Mr. Whitehouse
Szczęście? Nie znam tego słowa. Od lat mieszkam na tym zadupiu i marzę o tym żeby się stąd wyrwać. Tylko nigdy nie miałam jak. Nie miałam pieniędzy by zrobić to na własną rękę, nawet gdy podjęłam pracę w BnB, pensja okazała się nie wystarczająca by móc co miesiąc odłożyć choć małą kwotę. Rodzice widzieli moją przyszłość w Mount Cartier. Gdybym wyjechała, straciłabym ich. No i mają to co chcieli. Mojego męża znam od zawsze. Choć słowo "znam" jest względne, jednak o tym opowiem za moment. Jako małe dzieci bawiliśmy się w piaskownicy, w szkole był tym rok starszym, którego pragnęły wszystkie dziewczyny, a ja jego młodszą przyjaciółką, maskotką jego paczki.
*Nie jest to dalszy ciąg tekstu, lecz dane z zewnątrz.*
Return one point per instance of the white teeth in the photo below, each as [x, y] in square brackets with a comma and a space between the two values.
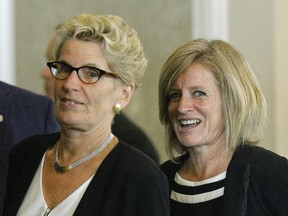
[70, 102]
[190, 122]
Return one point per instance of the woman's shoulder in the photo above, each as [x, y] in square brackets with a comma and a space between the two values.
[261, 160]
[257, 154]
[133, 160]
[35, 142]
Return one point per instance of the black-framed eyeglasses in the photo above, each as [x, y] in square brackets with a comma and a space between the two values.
[86, 74]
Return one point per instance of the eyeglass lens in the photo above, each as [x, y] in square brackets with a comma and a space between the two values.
[86, 74]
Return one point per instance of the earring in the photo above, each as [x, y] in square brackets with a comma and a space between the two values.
[117, 108]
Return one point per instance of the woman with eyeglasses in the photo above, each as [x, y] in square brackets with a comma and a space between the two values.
[214, 110]
[85, 169]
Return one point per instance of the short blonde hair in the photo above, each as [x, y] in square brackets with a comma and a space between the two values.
[122, 47]
[244, 104]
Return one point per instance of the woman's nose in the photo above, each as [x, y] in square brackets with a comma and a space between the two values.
[185, 105]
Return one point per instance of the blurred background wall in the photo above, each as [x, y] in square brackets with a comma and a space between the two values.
[258, 28]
Gdy poprosił mojego ojca o moją rękę byłam w szoku, nawet nie byliśmy parą i nigdy nie myślałam o nim w kontekście romantycznym. Ale czemu miałam się nie zgodzić? Wiedziałam, że w tej małej mieścinie nie znajdę swojej wielkiej miłości, więc najlepszy przyjaciel, syn sąsiadów, ideał według rodziców zdawał się odpowiednim kandydatem na męża. Szkoda, że już po roku małżeństwa, gdy zaszłam w ciążę, przekonałam się o jego prawdziwym obliczu. To przez niego nikt nie zobaczy mnie w bikini, bo ukazałabym sino-fioletowe plamy, to przez niego wylądowałam kilka razy w szpitalu, to przez niego boję się wracać do domu i to przez niego nauczyłam się malować, by zasłonić czerwony odcisk dłoni na policzku. Mogłabym odejść... Tylko kto by mi uwierzył, że człowiek którego wszyscy znają od dziecka i któremu wszyscy ufają bije swoją żonę? Wyszłabym na kłamliwą dziwkę, która napewno znalazła innego, a próbuje obwinić tego prawego człowieka. Bo niby czemu nasza córeczka tak bardzo kocha tatusia skoro podobno znęca się nad mamusią? Odpowiedź jest prosta, dla naszej księżniczki był królem i przy niej swą niewolnice traktował jak królową.
Mia Whitehouse
Mój jedyny promyczek słoneczka skończył niedawno pięć lat. Gdyby nie ona, już dawno nie byłoby mnie na tym świecie. Wymyśliłabym tak efektowną śmierć, jakiej ta mieścina nigdy nie widziała. Tylko dla niej jeszcze się męczę. Tylko dla niej jeszcze oddycham.